For many years, the Skeptical Inquirer remained somewhat obscure; it was a digest modelled after scientific journals, so most people tended to encounter it in libraries or through the mails-- and not in bookstore magazine racks. But a lot of things changed in the early 1990s. A lot of bookstores began setting up lrge, comprehensive magazine racks that stocked more than the usual Cycle World and hair-care magazines, so the Skeptical Inquirer was now more available than ever. Randi won a MacArthur "Genius" award-- and just when Randi attained this serious financial backing, Uri Geller filed a lawsuit against him and CSICOP that, while pretty much without merit, created a rift between the Randi and the organization. (CSICOP's insurance company refused to extend its coverage to Randi, despite the flimsy nature of Geller's lawsuit.)

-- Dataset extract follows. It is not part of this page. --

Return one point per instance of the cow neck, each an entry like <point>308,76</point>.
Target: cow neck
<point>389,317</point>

The reason I didn't include Michael Shermer among Randi, Gardner and Kurtz is that he wasn't around at the beginning. But he did come along at the right time to begin publishing a second skeptical journal, Skeptic magazine, which gave Randi a new home and a different approach to the field. Skeptic was more likely to address social and political claims, such Holocaust Revisionism, and Shermer tolerated a wider range in writing styles as well. (It was also a much more intersting magazine to look at, thanks to Pat Linse's graphic design.) Shermer is, energetic, ambitious, and aggressive in the best senses of those words-- which is why he's made Skeptic a substantial voice in the culture. And he is utterly sincere in his fascination for "weird things" and why people believe in them. That's why he's become as good a spokesman for the skeptics' viewpoint as Randi is, and his marvelous books-- Why People Believe in Weird Things, Why We Believe, Denying History, and The Borderlands of Science: Where Sense Meets Nonsense are free of the snideness and smugness that weighs down a lot of the CSICOP stuff.
I suffer from writer's block far too often, which keeps me from pitching ideas to Shermer as often as I should. (Okay, I'm also lazy.) He's fun to write for-- for a time, I thought I was one of the best stylists in his magazine, but that was just a flash of egomania. And he's let me write some really long pieces, and he's put up with my bitching about punctuation and phrasing pretty well. The fact is that I wish I had his energy, and didn't have my usual degree of self-doubt. (And when the magazine runs something I really disagree with-- say, a defense of IQ-and-genetics claims, which ranks with astrology as far as I'm concerned-- I tell myself that I oughta work harder to keep the balance.) But I'm prouder of the work I've done for Skeptic than most of my other articles, mainly because, with an audience like that, I've got to make sure I've got my facts nailed down tight.